An example of a directory tree structure created by this process is illustrated in Figure 2–3. In this example, the Java ES installer established the base suffix o=examplecorp and the Messaging Server configuration wizard added the organization o=examplecorp.com,o=examplecorp. This organization represents the email domain named examplecorp.com. The user data for the email domain is stored in ou=people,o=examplecorp.com,o=examplecorp. The other Java ES components in the solution are also configured to look up user data in ou=people,o=examplecorp.com,o=examplecorp.
If the solution requires the directory tree shown in Figure 2–3, the names for the base suffix and the organization representing the email domain are added to the user management specification.
The example directory tree includes only one mail domain. Many solutions require more complex trees to organize user data. The same basic installation and configuration procedure can establish more complex directory structures. For example, a directory can be configured to support multiple email domains if the solution requires it.
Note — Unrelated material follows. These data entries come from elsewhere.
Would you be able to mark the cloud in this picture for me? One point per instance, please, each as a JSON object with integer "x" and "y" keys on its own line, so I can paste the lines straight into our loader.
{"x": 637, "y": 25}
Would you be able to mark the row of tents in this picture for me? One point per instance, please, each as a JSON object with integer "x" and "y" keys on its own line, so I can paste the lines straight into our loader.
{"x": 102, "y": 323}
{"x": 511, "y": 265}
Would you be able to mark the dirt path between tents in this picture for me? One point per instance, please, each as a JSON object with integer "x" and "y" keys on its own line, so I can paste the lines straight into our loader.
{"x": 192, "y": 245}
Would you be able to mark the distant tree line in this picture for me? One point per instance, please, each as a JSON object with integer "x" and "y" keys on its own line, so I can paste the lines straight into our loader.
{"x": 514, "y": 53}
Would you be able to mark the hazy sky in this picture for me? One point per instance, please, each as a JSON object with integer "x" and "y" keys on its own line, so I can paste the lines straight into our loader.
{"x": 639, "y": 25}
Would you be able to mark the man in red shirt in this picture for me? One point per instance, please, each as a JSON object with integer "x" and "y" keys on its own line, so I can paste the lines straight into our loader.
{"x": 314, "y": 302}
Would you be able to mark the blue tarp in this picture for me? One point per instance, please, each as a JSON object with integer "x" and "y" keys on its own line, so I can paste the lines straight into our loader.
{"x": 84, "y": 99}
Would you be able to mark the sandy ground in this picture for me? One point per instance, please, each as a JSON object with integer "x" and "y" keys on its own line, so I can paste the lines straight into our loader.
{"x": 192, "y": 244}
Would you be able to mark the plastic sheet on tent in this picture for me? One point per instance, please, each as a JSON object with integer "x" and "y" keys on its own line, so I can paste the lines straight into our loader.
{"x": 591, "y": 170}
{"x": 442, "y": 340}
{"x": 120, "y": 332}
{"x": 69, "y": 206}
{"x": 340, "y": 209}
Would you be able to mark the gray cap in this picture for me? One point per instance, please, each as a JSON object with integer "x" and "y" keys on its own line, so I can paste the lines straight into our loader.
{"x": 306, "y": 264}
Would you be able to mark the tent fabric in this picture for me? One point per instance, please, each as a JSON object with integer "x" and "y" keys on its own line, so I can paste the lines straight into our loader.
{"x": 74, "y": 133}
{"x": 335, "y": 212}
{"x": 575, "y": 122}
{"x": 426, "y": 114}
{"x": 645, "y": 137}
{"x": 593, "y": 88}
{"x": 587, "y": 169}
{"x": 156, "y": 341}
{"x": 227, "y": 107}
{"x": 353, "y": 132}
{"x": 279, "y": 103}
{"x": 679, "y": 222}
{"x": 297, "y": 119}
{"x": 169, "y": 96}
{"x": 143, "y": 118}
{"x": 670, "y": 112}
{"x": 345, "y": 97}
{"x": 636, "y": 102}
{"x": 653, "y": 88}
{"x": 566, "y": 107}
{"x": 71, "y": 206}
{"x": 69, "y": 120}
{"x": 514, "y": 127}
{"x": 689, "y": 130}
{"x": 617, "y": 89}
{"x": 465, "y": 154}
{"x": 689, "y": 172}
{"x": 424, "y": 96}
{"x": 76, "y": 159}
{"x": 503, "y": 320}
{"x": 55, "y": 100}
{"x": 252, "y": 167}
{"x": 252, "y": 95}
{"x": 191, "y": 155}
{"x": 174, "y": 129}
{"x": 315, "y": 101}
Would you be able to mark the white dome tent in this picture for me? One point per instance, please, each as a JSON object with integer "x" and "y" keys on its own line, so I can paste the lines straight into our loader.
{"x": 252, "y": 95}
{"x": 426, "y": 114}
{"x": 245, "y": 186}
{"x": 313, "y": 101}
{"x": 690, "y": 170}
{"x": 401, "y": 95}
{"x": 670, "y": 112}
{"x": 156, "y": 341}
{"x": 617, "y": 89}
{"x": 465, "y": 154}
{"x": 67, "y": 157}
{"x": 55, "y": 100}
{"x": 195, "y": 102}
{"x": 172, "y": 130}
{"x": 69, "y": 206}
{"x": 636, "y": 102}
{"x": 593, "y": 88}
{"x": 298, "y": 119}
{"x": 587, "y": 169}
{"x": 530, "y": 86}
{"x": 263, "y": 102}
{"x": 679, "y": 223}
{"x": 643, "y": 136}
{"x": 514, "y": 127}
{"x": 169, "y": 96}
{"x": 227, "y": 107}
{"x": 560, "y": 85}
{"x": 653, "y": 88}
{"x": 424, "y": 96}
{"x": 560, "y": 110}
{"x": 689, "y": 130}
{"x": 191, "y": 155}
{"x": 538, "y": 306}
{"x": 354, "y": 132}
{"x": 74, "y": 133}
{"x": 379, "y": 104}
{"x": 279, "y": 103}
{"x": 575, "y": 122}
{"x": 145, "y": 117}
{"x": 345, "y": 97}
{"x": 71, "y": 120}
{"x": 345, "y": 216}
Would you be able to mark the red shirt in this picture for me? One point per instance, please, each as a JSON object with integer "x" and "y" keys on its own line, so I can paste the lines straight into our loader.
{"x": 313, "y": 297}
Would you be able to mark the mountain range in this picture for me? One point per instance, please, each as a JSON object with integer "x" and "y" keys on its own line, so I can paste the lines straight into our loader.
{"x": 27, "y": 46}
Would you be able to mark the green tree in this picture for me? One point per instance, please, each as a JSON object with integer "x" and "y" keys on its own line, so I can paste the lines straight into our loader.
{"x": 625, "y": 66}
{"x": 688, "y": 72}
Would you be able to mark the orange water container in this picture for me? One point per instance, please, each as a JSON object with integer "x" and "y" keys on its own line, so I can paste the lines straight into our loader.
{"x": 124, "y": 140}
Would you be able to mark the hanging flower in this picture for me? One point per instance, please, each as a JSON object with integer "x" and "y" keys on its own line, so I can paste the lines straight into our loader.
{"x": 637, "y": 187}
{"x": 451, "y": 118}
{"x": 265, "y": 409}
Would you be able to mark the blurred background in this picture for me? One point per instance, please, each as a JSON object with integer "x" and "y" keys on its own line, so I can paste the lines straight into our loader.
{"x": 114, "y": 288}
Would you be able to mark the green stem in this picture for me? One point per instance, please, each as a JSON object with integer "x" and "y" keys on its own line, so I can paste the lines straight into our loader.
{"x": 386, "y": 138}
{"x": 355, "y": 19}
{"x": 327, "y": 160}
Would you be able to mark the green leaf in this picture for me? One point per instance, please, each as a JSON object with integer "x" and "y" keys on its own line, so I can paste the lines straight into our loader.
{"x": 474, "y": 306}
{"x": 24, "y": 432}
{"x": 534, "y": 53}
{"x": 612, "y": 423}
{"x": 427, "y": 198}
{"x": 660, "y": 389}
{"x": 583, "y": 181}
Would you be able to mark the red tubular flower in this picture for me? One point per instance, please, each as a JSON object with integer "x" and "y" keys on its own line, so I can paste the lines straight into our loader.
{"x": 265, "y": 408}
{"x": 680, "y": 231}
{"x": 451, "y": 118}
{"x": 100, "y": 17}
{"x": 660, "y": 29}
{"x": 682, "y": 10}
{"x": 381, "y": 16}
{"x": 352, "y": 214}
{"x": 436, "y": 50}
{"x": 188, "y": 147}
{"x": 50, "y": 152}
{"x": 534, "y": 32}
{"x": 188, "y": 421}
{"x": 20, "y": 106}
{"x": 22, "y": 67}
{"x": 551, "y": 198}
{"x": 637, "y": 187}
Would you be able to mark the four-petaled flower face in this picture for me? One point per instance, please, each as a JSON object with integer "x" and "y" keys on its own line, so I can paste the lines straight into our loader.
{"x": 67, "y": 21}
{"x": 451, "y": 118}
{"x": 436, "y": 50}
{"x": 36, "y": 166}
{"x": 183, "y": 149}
To establish multiple email domains, configure multiple instances of Messaging Server. Each instance manages one email domain. For an example, see Sun Java Enterprise System 2005Q4 Deployment Example: Telecommunications Provider Scenario.
It is possible to use other LDAP directories in a Java ES solution, if the solution uses Access Manager to interact with the directory. The directory server must be an LDAP version 3 (LDAP v3) compliant directory server.